The bond between the kauri tree and life in Northland traces back to the land’s creation. It is a bond so complex and steeped in the country’s cultural and political past that my 3-month-long stay in Northland did not endow me with adequate knowledge to present this text as anything beyond a collection of stories.

I do not prescribe a framework for this investigation, as it lies in the space between an anthropological, ecological and cultural research expedition and a multimedia storytelling quest. This text arose from my will to share what I learned from observing a tree that symbolizes connection across ecosystems and communities and from meeting with and listening to the people born from the land of Aotearoa who live with the consequences of that connection.

This project is meant to uplift efforts of humans in Northland who speak on behalf of their ecological and spiritual bond and educate people about the region. It presents the contemporary shifts in governance, conventional wisdom, and environmental action against a backdrop of New Zealand’s history in order to circulate the information within the communities it highlights as well as to new audiences who, like me and my creative partner Hugh Hoagland, share a sense of connection to the landscape around them, even if they lack the primordial ties present in Northland, and are determined to preserve both the connection and the environment itself. Our objective is that Northland’s past and present may exhibit how a multigenerational and holistic approach to ecosystem intervention and government involvement offers a viable path forward for our global environmental action.
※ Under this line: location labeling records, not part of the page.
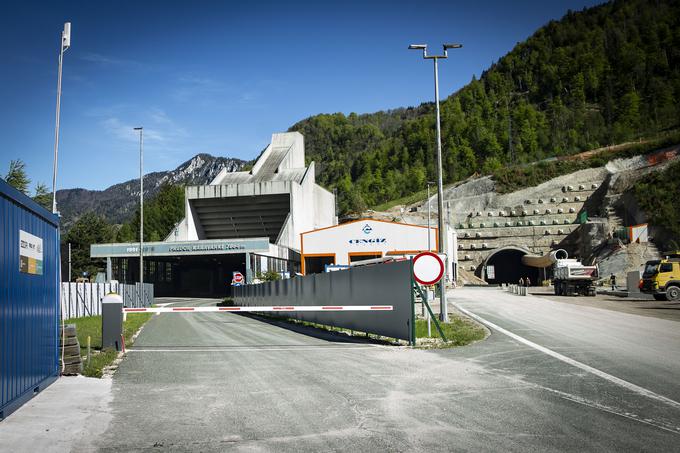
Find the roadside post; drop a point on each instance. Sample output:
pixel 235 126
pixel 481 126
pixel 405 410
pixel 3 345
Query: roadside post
pixel 427 269
pixel 112 321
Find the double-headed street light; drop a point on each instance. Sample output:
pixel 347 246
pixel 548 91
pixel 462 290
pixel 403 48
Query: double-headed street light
pixel 443 314
pixel 65 44
pixel 141 214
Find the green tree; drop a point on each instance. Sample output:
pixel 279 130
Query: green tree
pixel 43 196
pixel 16 176
pixel 89 229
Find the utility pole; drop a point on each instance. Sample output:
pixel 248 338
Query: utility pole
pixel 65 44
pixel 429 246
pixel 444 312
pixel 141 214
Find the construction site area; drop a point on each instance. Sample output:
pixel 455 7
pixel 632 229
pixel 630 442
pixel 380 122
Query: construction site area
pixel 589 216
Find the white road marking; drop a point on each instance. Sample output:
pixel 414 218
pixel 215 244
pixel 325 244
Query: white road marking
pixel 254 349
pixel 618 381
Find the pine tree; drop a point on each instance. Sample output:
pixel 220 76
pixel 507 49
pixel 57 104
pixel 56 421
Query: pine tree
pixel 16 176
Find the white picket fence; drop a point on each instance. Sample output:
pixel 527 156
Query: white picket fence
pixel 85 299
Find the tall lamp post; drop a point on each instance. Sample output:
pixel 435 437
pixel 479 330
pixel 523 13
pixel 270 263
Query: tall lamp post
pixel 65 44
pixel 443 313
pixel 141 214
pixel 429 246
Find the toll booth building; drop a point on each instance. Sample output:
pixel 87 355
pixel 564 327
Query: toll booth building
pixel 247 221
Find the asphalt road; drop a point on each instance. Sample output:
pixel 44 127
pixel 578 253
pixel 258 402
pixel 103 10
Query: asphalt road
pixel 226 382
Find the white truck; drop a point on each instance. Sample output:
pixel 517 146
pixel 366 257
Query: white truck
pixel 570 277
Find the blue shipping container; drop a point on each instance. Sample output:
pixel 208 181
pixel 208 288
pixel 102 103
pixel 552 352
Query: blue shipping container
pixel 29 298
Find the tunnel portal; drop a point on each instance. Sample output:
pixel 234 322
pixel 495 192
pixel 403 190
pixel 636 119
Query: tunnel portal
pixel 505 266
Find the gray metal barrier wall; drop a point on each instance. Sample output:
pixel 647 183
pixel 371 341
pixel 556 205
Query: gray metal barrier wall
pixel 85 299
pixel 381 284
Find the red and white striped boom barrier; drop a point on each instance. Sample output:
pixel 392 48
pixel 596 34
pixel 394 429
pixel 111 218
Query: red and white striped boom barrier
pixel 283 308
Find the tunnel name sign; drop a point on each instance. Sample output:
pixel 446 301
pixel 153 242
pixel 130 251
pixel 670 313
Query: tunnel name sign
pixel 428 268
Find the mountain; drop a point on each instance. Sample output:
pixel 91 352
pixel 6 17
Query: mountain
pixel 604 75
pixel 117 203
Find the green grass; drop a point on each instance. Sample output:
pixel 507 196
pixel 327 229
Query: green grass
pixel 92 326
pixel 459 331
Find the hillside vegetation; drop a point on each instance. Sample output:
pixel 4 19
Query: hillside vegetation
pixel 605 75
pixel 657 195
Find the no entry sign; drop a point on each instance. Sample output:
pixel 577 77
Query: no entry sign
pixel 428 268
pixel 237 278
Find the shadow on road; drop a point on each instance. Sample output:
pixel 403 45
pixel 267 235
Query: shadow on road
pixel 315 332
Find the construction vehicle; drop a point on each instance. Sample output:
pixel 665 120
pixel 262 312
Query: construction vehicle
pixel 661 278
pixel 570 276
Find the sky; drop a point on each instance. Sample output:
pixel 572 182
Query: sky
pixel 220 77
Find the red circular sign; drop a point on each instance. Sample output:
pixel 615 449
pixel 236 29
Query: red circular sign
pixel 428 268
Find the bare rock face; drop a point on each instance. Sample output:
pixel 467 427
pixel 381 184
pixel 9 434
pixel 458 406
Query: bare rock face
pixel 117 203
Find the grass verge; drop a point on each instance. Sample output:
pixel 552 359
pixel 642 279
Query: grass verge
pixel 92 326
pixel 459 331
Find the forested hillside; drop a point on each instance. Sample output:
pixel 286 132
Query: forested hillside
pixel 604 75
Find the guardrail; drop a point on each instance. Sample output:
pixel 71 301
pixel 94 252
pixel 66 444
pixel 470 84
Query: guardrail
pixel 519 290
pixel 85 299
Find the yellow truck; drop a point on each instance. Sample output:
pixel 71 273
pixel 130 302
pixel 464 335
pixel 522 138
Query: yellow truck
pixel 661 278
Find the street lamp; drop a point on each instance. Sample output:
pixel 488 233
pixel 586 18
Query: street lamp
pixel 65 44
pixel 429 246
pixel 443 313
pixel 141 214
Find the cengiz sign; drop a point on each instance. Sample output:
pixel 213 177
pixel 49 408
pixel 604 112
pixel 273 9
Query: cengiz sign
pixel 215 247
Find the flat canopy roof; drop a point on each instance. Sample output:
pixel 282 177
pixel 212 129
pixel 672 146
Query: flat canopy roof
pixel 181 248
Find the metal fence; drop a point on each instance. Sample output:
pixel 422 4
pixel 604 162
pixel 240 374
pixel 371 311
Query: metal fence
pixel 85 299
pixel 381 284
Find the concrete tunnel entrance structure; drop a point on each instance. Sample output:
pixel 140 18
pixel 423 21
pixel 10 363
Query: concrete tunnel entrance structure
pixel 505 266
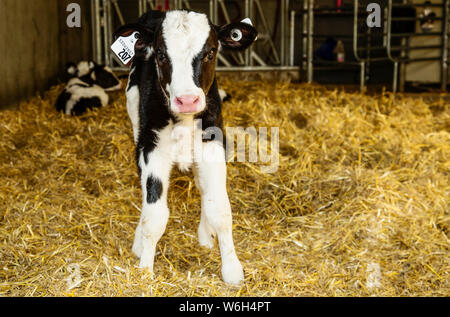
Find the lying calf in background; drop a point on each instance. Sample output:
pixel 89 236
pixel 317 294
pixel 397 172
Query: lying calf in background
pixel 87 88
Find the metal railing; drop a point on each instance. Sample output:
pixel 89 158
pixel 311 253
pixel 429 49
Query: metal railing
pixel 399 60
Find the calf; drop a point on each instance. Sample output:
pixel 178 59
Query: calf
pixel 172 83
pixel 87 87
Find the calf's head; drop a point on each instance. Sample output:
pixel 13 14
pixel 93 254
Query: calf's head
pixel 94 74
pixel 184 46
I am without the lifetime of knowledge and spiritual connection to the landscape of Aotearoa that Māori cherish, so truly understanding the gravity of kauri for its caretakers is nearly futile. To tell the story of Northland’s kauri in any form permitted by its kaitiaki (guardian or custodian), an inclusion of cultural context is essential. This written component exists because cultural context lives in every word of the Māori and Pākehā (non-Māori New Zealanders of European descent) with whom I spoke and in the accounts of history I incorporate.
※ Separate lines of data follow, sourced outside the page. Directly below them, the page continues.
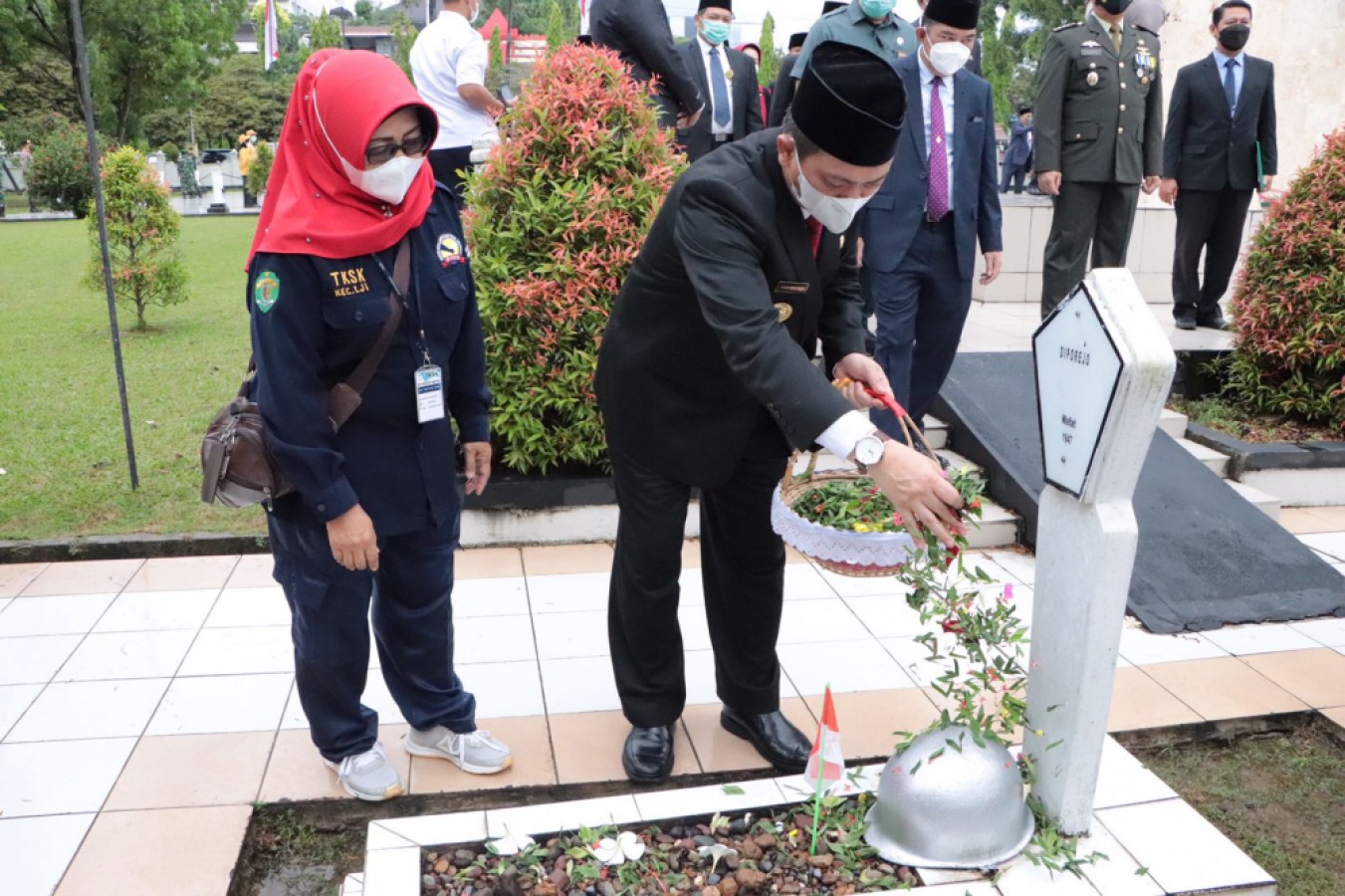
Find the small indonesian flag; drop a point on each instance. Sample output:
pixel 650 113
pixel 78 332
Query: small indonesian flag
pixel 271 39
pixel 826 763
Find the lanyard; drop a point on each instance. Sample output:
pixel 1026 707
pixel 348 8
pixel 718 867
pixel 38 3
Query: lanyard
pixel 416 314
I went to the remnant kauri forests in Northland, principally the two largest surviving native forests in the Southern hemisphere, the Warawara and Waipoua, and had conversations with the tangata whenua (local people born of the land). My incremental exposure to the landscape of Aotearoa was contingent on the relationships I formed with Māori and Pākehā living around the Waipoua and Warawara forests as well as in the areas of Hokianga and the Bay of Islands and in Whangārei, the regional capital of Northland. Each new human connection deepened my access to the wildlife and my understanding of the landscape and history. My portrayal of the kauri and indigenous flora and fauna in Northland is shaped by the perspectives of the individuals who shared their knowledge. To celebrate that, this project is also a space for their oral histories to live together. Without the guidance and trust of those in Northland, this practice in storytelling would fail to hold legitimacy in the landscape of its origin.
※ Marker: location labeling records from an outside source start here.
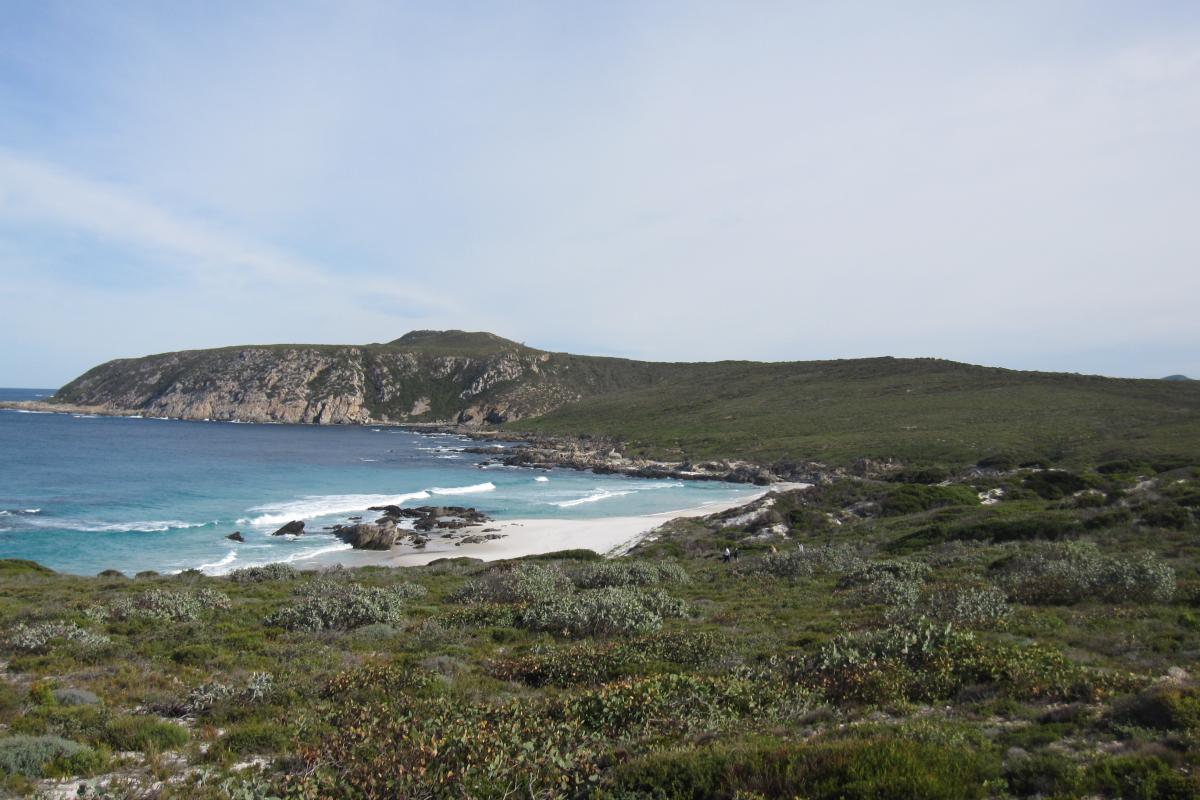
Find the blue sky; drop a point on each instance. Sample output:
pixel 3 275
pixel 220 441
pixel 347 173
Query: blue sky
pixel 1006 184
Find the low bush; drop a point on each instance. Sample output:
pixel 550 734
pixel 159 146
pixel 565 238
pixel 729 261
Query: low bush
pixel 163 605
pixel 1055 483
pixel 591 662
pixel 515 583
pixel 839 769
pixel 601 612
pixel 47 756
pixel 1165 707
pixel 336 606
pixel 251 739
pixel 75 697
pixel 45 637
pixel 144 733
pixel 913 498
pixel 264 573
pixel 805 563
pixel 628 573
pixel 1063 573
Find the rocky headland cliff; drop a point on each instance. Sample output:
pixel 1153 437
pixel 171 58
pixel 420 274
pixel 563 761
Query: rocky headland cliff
pixel 425 377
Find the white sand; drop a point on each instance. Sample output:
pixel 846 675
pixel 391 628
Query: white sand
pixel 607 536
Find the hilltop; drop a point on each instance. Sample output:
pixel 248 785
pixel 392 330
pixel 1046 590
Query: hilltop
pixel 916 410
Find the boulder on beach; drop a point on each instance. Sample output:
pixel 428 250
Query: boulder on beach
pixel 369 536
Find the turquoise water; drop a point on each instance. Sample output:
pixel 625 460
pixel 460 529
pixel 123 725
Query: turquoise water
pixel 82 494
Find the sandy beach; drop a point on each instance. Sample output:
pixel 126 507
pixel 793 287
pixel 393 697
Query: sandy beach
pixel 607 536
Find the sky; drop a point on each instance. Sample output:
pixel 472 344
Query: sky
pixel 1008 184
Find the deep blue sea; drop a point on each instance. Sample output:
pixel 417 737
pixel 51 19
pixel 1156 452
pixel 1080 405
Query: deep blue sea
pixel 87 493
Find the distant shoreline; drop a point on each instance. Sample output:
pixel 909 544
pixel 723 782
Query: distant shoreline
pixel 534 536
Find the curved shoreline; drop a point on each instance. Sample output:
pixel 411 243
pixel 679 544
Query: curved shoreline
pixel 534 536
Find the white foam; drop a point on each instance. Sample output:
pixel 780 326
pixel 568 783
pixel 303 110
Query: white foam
pixel 466 489
pixel 595 497
pixel 324 505
pixel 141 527
pixel 219 567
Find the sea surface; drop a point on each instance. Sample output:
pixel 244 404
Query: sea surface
pixel 83 493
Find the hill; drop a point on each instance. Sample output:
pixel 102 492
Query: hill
pixel 911 409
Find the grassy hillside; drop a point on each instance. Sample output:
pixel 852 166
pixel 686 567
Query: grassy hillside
pixel 871 641
pixel 834 411
pixel 916 410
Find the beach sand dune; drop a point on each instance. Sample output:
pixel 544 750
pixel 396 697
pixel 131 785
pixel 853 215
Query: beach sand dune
pixel 607 536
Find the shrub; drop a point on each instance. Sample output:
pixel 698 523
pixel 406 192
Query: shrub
pixel 970 606
pixel 75 697
pixel 169 606
pixel 335 606
pixel 517 583
pixel 628 573
pixel 252 738
pixel 804 563
pixel 841 769
pixel 1163 707
pixel 42 637
pixel 601 612
pixel 264 573
pixel 1065 573
pixel 591 662
pixel 1055 483
pixel 913 498
pixel 46 756
pixel 144 733
pixel 1141 777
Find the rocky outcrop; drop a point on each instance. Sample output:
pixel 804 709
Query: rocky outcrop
pixel 468 379
pixel 369 535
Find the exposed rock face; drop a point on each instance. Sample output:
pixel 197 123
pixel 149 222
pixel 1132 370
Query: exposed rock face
pixel 472 379
pixel 369 535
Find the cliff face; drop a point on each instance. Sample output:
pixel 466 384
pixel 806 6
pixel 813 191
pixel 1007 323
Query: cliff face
pixel 424 377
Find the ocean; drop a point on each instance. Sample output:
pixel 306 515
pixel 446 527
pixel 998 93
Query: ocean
pixel 83 493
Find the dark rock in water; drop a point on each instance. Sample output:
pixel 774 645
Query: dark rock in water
pixel 369 536
pixel 391 511
pixel 294 527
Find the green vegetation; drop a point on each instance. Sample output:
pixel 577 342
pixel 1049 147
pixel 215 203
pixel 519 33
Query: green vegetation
pixel 927 413
pixel 1036 647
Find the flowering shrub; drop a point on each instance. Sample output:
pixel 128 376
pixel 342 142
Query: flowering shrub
pixel 601 612
pixel 525 582
pixel 336 606
pixel 41 637
pixel 628 573
pixel 169 606
pixel 395 744
pixel 264 573
pixel 1065 573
To the Te Rarawa iwi (tribe) and hapū (sub-tribe) of Warawara, staff of Te Rūnanga O Te Rarawa and members of the Komiti Kaitiaki under Warawara Whenua Ngāhere i te Taiao; the Te Roroa iwi of Waipoua and staff of Te Roroa Group; the Ngāti Te Tāwara hapū of Ngāti Hine rohe (tribal area) of Ngāpuhi; the Ngātiwai iwi; the Department of Conservation (DOC) personnel (from the Kaitaia Office, Te Tai Kauri/Kauri Coast Office and Pewhairangi/Bay of Islands Office); the kaumātua (Māori elders), farmers, forestry workers, scientists, local entrepreneurs, artists, carvers, environmentalists and car park attendees that lent their time to this project; and to my collaborator Hugh Hoagland, with the yellow rain-slicker, thank you, ngā mihi nui.